I have a handful of TeleVideo terminals.  One of them - the 955 - has a
digital electronics board that's relatively easy to remove from the
rest of the terminal.

It has three EPROMS on it, and a 65SC802 CPU.  I pulled the ROMs and
dumped them.  It turned out that one of them held the bulk of the
terminal's code, one was for user-supplied terminal firmware (and
there's an escape sequence, documented in the manual, for calling said
user-supplied firmware - though no doco on the interface specs needed
to actually write said firmware), and the third was character bitmaps.

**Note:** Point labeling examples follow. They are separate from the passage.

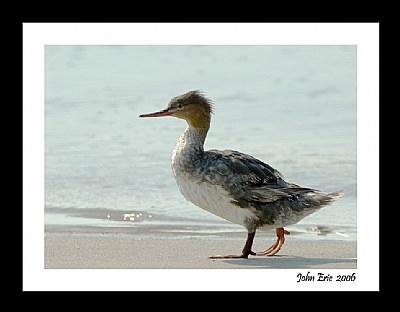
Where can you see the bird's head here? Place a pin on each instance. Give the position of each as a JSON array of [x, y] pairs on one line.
[[192, 106]]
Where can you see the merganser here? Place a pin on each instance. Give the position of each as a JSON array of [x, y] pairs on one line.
[[233, 185]]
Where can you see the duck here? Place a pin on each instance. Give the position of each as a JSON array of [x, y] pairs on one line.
[[233, 185]]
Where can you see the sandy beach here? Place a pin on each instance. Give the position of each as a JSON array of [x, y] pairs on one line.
[[113, 252]]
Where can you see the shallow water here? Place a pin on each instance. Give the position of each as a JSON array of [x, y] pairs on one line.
[[106, 170]]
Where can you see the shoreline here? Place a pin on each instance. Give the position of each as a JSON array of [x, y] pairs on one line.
[[99, 251]]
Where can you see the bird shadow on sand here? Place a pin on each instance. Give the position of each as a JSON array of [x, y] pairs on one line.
[[293, 262]]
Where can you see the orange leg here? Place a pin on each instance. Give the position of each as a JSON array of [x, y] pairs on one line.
[[280, 233]]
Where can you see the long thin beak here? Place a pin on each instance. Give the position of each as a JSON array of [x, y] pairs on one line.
[[162, 113]]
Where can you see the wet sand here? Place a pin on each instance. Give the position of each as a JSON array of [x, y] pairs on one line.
[[112, 252]]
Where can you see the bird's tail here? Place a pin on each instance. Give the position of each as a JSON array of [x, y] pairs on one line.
[[321, 199]]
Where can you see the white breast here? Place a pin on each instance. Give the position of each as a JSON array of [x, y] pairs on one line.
[[212, 198]]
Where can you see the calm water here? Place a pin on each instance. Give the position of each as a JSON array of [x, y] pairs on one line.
[[107, 171]]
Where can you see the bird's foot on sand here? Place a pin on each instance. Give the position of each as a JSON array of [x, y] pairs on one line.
[[280, 233], [242, 256]]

I meddled.  I replaced the character bitmaps to give the terminal an
8859-1 font rather than the not-quite-8859-1 font it had before, and
also clean up some aesthetic issues with characters I wasn't otherwise
messing with.  I also pored over the firmware enough to figure some of
the hardware interfaces out and built code for the user firmware
socket; I then had a video game that ran entirely in the terminal.  (It
wasn't a particularly interesting video game; it was a slight variant
of worm(6).  It was mainly proof-of-concept.  It drew razzing from a
friend about when I was going to have NetBSD/tvi955 working.)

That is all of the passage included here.